Wit
by gryffindormischief
Summary: "With mirth and laughter let old wrinkles come." ― William Shakespeare, The Merchant of Venice Or Harry and Ginny's whispered life together.
1. Chapter 1

A/N: I have been wanting to do some sort of collection of Harry/Ginny fics with them doing that whole secret silly whispers thing in varying situations. I had an idea for one (this first little chapter) and it's short, but I think these will all be! No idea about time frames for adding more but it will be in the canon-verse and they'll probably be in non-chronological order...like Coquettish kinda

prepare for fluff...and also Aunt Marge

* * *

Harry was going to _kill_ Dudley. Sure, he didn't feel that affirmatively acting to end the life of an oppressive, murderous overlord was something to jump into lightly, but Dudley's gone above and beyond in terms of personal attacks.

Which may be misleading.

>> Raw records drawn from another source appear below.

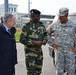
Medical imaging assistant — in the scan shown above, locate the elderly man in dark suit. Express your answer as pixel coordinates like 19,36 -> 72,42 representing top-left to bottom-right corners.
0,13 -> 17,75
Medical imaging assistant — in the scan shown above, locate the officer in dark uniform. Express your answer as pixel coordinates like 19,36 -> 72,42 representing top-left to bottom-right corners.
20,9 -> 47,75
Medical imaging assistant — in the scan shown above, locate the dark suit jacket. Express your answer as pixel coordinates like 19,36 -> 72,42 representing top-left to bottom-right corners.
0,25 -> 17,75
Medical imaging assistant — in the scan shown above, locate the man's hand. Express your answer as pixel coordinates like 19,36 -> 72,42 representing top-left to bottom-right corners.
72,47 -> 76,54
32,41 -> 42,46
52,44 -> 59,50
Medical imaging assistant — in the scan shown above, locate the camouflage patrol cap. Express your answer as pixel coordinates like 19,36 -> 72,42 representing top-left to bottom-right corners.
30,9 -> 41,15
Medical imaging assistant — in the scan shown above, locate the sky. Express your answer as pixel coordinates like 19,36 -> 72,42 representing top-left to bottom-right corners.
0,0 -> 76,15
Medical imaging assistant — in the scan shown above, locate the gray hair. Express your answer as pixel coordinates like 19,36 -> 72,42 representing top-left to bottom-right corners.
4,13 -> 14,23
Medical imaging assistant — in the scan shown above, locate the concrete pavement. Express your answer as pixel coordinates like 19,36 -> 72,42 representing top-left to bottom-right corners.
16,43 -> 55,75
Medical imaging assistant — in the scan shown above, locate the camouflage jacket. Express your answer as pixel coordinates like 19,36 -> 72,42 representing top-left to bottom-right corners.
50,20 -> 76,48
20,21 -> 47,48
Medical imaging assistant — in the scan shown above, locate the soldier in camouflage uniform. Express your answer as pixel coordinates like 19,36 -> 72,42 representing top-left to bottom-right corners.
47,8 -> 76,75
20,9 -> 47,75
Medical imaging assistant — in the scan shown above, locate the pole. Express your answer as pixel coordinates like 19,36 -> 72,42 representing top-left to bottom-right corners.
4,0 -> 8,13
28,0 -> 30,18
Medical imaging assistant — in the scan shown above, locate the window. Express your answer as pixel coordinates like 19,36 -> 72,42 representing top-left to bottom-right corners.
14,8 -> 16,12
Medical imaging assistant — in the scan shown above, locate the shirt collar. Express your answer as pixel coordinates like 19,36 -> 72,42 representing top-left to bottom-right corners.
3,23 -> 9,32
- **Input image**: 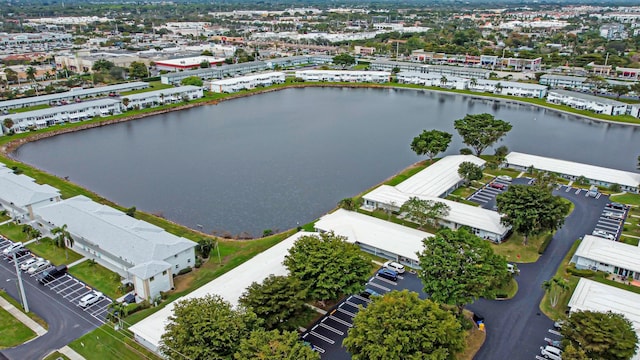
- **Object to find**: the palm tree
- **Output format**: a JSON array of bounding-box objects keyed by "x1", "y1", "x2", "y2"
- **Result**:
[{"x1": 51, "y1": 224, "x2": 73, "y2": 260}]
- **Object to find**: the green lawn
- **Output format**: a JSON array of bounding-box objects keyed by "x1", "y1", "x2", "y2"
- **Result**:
[
  {"x1": 69, "y1": 260, "x2": 123, "y2": 299},
  {"x1": 0, "y1": 308, "x2": 36, "y2": 349},
  {"x1": 0, "y1": 222, "x2": 27, "y2": 242},
  {"x1": 27, "y1": 238, "x2": 82, "y2": 265},
  {"x1": 69, "y1": 325, "x2": 160, "y2": 360}
]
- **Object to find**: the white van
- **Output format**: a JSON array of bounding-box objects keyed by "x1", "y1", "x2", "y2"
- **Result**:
[
  {"x1": 382, "y1": 261, "x2": 404, "y2": 274},
  {"x1": 540, "y1": 345, "x2": 562, "y2": 360}
]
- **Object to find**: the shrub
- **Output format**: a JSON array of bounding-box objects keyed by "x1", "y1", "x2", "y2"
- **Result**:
[{"x1": 538, "y1": 234, "x2": 553, "y2": 255}]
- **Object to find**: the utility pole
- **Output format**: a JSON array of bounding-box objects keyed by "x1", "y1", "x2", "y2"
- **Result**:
[{"x1": 13, "y1": 254, "x2": 29, "y2": 312}]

In the years after the war, after they weren't living under the same roof and _neither_ was living under the thumb of one Vernon Dursley, Harry and Dudley had developed what some might call a tentative friendship. At the very least, they had a normal relationship for two cousins, attending each other's weddings, Christmas gifts, the occasional meal together with their wives.

But this evening may have put an end to the stay in hostilities.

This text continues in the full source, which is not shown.